Genres: Contemporary Romance
Also by this author: Bleeding Love (Hope Town, #2), When I'm With You, Lost Rider, Kiss My Boots, Drunk on You, Cowboy Up
Mirror, mirror … who’s the fairest of them all?
I still cringe when I hear that line. A fairy tale that had girls pretending they were the fairest, the most beautiful, and the most entitled. A fairy tale most couldn’t grow out of turned my haunted childhood memories into a living nightmare. Girls who grew up believing that pile of garbage became the meanest of all ‘mean girls.’
And those mean girls were right – it was a line meant for all the beautiful people in the world – and I knew the answer would never be me.
The women with long legs, flat stomachs, and perfect chests.
The type of women Kane Masters gravitated toward.
Well, that’s definitely not Willow Tate.
No. That will never be me.
Because I’m completely imperfect.
And … I hate myself.
I have no idea what Kane could possibly see in someone like me when he could have them.
Perfectly Imperfect is difficult to rate. So, first let me say, I love that Harper Sloan is addressing some of these super difficult issues: emotional and verbal abuse, fat shaming, body image issues, etc. I think its so important for people to continue to talk about these struggles so that girls (and boys) realize they are not alone. As a teen it can feel like you are the only person in the world dealing with these problems and its very isolating.
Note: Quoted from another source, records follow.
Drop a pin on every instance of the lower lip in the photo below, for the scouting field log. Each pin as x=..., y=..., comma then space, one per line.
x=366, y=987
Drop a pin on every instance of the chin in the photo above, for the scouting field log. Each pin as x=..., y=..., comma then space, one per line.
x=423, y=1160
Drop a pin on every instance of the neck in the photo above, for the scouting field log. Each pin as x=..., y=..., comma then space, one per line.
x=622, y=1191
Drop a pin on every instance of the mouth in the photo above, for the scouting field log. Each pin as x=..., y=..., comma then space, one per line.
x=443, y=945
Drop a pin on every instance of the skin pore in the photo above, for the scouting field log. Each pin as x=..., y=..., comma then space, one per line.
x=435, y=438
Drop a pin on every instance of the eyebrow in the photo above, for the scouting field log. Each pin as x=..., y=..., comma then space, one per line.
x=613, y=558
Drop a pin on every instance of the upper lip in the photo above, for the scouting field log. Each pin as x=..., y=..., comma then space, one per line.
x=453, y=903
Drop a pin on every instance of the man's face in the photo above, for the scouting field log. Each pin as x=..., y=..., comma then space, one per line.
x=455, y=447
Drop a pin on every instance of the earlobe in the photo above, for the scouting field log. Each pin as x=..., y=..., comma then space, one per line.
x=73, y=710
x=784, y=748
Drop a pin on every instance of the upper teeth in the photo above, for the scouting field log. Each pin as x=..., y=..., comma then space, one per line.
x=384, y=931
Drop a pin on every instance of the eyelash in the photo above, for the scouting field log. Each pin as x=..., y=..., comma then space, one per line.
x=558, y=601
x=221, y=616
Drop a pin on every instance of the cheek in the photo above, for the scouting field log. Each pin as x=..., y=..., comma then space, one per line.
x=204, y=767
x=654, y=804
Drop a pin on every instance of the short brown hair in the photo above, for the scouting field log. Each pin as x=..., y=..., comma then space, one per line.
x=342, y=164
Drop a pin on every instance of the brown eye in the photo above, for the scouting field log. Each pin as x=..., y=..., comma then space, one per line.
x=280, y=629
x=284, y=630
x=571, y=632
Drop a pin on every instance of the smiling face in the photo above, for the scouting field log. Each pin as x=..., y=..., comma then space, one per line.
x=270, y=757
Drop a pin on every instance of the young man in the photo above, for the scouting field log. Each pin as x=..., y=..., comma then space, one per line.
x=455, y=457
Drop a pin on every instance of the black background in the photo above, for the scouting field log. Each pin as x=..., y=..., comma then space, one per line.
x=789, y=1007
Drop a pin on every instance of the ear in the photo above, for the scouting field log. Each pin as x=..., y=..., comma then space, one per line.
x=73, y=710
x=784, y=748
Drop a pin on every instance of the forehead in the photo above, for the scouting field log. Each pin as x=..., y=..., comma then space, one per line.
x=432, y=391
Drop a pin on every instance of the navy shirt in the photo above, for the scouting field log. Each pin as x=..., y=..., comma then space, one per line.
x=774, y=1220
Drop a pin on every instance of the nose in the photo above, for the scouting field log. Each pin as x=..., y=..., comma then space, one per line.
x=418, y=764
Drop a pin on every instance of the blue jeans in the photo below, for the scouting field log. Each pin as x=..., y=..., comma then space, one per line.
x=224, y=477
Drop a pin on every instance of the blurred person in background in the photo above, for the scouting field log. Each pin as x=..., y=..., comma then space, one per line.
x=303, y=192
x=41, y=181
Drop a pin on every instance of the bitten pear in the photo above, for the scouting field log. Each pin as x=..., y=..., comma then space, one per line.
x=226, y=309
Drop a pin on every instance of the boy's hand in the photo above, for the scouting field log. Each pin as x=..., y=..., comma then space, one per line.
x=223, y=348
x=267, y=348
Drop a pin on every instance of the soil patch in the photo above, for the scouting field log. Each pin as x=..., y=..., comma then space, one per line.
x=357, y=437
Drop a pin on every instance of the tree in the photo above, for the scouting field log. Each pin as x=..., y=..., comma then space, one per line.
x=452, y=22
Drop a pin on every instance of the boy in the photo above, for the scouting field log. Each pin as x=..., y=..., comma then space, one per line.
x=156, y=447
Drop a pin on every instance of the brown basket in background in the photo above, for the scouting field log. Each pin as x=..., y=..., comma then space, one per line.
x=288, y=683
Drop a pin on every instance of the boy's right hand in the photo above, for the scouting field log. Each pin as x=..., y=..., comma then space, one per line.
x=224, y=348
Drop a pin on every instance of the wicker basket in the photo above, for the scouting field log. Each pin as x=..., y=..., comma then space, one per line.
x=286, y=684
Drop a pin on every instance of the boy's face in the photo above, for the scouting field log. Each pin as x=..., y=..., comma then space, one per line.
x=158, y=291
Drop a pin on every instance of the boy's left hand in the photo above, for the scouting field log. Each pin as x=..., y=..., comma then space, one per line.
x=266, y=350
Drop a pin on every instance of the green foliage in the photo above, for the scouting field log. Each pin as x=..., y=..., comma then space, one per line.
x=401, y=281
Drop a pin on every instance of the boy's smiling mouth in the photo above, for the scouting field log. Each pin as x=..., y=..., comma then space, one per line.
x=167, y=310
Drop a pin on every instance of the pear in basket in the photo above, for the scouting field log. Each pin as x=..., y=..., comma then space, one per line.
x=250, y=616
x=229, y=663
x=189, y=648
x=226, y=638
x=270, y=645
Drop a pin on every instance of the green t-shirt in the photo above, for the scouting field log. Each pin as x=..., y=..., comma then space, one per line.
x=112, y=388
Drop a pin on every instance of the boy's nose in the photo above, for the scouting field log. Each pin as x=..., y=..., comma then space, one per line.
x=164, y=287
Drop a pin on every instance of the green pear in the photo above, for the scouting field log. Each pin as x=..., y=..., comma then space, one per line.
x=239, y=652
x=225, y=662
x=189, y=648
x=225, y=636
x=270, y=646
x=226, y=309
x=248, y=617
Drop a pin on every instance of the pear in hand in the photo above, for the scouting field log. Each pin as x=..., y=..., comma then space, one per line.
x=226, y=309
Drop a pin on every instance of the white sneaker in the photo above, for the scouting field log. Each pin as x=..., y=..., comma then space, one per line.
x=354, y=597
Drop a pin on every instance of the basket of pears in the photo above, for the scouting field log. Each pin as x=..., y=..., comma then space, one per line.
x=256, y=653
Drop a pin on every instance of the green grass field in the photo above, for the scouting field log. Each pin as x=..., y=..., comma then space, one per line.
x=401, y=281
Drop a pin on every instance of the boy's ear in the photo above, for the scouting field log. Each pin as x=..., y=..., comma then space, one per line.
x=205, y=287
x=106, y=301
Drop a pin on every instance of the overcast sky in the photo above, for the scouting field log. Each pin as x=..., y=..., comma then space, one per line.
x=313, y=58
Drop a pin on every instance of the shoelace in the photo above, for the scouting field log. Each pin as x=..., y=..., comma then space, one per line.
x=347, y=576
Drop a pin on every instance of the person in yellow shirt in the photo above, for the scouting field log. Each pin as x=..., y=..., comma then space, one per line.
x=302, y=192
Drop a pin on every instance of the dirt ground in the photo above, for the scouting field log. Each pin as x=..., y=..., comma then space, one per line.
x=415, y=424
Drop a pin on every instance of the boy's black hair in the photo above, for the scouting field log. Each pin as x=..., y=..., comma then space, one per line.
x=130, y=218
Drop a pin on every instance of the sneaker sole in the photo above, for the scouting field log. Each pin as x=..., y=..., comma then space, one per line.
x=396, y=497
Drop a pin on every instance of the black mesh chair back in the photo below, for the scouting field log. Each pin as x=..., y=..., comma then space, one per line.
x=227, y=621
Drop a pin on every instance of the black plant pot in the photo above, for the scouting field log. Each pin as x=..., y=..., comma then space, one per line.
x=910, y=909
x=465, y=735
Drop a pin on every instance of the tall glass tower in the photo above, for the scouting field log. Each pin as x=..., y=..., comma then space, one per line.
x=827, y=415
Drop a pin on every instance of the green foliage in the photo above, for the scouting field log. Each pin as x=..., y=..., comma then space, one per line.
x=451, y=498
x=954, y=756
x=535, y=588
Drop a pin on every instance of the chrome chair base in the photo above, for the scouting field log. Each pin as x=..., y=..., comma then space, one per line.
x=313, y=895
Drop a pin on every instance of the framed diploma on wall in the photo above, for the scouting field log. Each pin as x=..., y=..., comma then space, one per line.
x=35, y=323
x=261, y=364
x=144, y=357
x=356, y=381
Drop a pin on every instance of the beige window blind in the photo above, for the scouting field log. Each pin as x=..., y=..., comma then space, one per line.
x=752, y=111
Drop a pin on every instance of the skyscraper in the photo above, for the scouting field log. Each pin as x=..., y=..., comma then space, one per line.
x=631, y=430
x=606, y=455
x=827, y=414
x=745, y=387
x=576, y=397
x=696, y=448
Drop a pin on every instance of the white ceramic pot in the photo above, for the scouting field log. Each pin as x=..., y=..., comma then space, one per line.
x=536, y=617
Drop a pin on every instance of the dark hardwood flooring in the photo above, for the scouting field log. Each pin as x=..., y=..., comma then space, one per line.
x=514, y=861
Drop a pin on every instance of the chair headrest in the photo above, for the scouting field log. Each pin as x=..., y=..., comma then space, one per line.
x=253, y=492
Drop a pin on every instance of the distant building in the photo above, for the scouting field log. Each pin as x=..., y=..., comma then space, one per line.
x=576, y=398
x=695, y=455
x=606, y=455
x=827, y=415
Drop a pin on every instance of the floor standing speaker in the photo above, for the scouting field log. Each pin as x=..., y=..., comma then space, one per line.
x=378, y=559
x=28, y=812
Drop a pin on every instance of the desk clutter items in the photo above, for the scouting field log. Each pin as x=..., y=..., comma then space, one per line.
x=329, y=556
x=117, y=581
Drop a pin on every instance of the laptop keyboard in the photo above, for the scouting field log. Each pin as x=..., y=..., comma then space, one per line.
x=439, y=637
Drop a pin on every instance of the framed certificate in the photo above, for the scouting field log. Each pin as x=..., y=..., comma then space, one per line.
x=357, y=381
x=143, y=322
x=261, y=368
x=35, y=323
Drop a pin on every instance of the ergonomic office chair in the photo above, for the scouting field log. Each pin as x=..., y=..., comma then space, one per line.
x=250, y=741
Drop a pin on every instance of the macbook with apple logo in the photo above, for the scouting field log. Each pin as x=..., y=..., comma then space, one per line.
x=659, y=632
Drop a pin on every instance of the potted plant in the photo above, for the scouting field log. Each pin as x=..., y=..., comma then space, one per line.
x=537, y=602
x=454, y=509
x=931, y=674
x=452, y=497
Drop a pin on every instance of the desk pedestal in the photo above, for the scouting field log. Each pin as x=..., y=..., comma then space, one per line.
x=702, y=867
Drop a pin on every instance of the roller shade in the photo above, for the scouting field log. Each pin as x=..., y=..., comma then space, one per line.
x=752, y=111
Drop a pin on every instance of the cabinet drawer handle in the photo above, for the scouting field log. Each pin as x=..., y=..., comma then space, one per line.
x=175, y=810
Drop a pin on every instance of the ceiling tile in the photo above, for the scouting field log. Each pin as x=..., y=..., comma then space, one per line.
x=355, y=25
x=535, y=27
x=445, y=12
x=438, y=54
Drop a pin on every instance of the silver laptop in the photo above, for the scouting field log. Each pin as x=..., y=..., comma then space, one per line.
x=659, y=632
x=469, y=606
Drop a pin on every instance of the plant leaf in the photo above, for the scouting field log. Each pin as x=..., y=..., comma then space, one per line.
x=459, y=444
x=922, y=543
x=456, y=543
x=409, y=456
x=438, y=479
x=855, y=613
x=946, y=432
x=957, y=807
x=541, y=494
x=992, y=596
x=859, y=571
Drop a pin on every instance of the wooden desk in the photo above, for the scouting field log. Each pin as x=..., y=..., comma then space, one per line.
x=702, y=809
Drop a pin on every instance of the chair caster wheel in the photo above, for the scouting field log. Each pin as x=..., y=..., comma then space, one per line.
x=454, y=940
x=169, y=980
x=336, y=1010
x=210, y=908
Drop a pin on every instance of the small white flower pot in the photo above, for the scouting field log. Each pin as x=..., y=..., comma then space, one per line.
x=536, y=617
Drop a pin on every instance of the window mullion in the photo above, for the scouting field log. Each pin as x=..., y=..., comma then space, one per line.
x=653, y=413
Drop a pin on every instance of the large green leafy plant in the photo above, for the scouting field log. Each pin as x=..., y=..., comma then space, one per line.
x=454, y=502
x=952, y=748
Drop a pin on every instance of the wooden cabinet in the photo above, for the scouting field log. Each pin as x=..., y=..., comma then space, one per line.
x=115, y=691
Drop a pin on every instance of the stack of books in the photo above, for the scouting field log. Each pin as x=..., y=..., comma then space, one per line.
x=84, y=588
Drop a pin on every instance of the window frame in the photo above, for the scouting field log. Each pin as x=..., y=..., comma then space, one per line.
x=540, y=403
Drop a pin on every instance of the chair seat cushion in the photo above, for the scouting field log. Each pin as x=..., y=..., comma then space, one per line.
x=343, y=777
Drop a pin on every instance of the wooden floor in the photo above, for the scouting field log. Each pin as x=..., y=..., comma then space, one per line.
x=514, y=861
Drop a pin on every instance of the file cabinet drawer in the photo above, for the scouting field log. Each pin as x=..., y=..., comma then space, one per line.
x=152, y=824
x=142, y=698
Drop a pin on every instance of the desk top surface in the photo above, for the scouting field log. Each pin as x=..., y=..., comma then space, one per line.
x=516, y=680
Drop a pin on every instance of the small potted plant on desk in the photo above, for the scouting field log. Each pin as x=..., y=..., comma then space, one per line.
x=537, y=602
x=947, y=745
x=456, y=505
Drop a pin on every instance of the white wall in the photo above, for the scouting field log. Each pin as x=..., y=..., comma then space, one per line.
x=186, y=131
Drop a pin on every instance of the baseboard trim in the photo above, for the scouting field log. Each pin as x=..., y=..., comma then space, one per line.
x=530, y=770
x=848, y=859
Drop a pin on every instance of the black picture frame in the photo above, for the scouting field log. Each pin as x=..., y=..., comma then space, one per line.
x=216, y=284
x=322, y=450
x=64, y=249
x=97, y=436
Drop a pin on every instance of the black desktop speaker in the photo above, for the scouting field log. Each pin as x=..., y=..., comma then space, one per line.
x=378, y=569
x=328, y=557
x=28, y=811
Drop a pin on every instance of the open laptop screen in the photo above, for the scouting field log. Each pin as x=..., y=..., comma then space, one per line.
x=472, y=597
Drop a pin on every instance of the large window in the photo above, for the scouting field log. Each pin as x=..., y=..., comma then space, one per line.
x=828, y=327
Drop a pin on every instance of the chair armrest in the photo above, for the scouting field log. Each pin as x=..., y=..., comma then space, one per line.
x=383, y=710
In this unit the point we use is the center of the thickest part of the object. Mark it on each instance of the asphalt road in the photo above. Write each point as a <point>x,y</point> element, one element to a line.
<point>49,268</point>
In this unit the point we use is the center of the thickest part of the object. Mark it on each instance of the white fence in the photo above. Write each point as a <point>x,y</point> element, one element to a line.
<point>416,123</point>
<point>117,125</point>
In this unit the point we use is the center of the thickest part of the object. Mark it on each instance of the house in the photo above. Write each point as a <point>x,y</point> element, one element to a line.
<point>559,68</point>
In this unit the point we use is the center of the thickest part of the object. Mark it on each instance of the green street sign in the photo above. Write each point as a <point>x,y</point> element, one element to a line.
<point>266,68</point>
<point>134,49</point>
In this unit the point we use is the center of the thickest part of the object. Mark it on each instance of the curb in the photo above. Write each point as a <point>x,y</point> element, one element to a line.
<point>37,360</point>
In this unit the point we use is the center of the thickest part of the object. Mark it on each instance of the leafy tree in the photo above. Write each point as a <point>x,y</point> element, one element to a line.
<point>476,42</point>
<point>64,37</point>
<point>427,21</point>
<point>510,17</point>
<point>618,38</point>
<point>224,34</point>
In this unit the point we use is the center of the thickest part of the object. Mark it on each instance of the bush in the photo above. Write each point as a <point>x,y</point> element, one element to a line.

So, bravo to Harper Sloan for writing a really honest book!
So, why didn’t it work for me? It felt really cliche. Girl who has been put down her whole life meets the hottest actor and he falls instantly in love with her and ‘fixes’ her. Yes, as the fat girl who always felt unloved, that is the dream. But, its SO cliche. I wish Kane was just a normal hot guy. Making him a famous hot guy totally ruined it for me. Obviously, if you look at the reviews, I am the only person who felt this way so feel free to ignore me! I think that this book came off more like a Disney/Fairy Tale. I love a good Disney/Fairy Tale, but I was hoping this would be a more realistic story about a girl with Willow’s struggles.
If you are looking for an uplifting book that tackles real issues, you certainly want to add this to your TBR!
Harper lives in small town Georgia just a short drive from her hometown of Peachtree City. She (and her 3 daughters) enjoy ruling the house they dubbed ‘Estrogen Ocean’, much to her husband’s chagrin. Harper has a borderline unhealthy obsession with books; you can almost ALWAYS find her with her eReader attached. She enjoys bad reality TV and cheesy romantic flicks. Her favorite kind of hero–the super alpha kind!
Harper started using writing as a way to unwind when the house went to sleep at night; and with a house full of crazy it was the perfect way to just relax. It didn’t take long before a head full of very demanding alphas would stop at nothing to have their story told.
From Perfectly Imperfect by Harper Sloan:
“Are you nervous right now?”
“Tell me why.” His demand, steady and calm, gives me the courage I need to tell him. To open a vein and bleed my insecurities.
“I’m not perfect,” I whisper.
“And neither am I, Willow. I don’t want perfect. What so many see as perfect, to me, is fake. Perfect isn’t achievable naturally. No one, and I mean no one, is perfect.”
I’m shaking my head before he’s even done speaking, but one long finger comes up and presses against my lips before I can speak.
“No, let me finish. There isn’t beauty in perfection. It’s as fake as the image the word projects. Beauty is found in imperfection, Willow, because to admit you’re not perfect means you’re admitting you’re not whole and absolute. When I think of myself, I see someone willing to admit he’s as far from complete as it gets because, in order to get to that perfection, I need to find the other part of me who will make my life better. To take all the faults I have and fill them, and only then will I be there. You see, the way I see it, the only way to become perfect is to find that perfectly imperfect person who brings it out of you.”
When he stops, I swear I might have stopped breathing. How am I supposed to respond to that?
“Do you trust me?” he asks, his voice strong and sure.
“Yes, Kane. Nerves or not, I do.”
“Then let me show you what I see when I look at you.”
He brings his hands up, framing my face once again in a way I’m quickly becoming addicted to the feeling of. His warm eyes implore, begging me without words to let him continue. I do not intend to stop him, regardless of the butterflies currently taking over my system. I’m all in.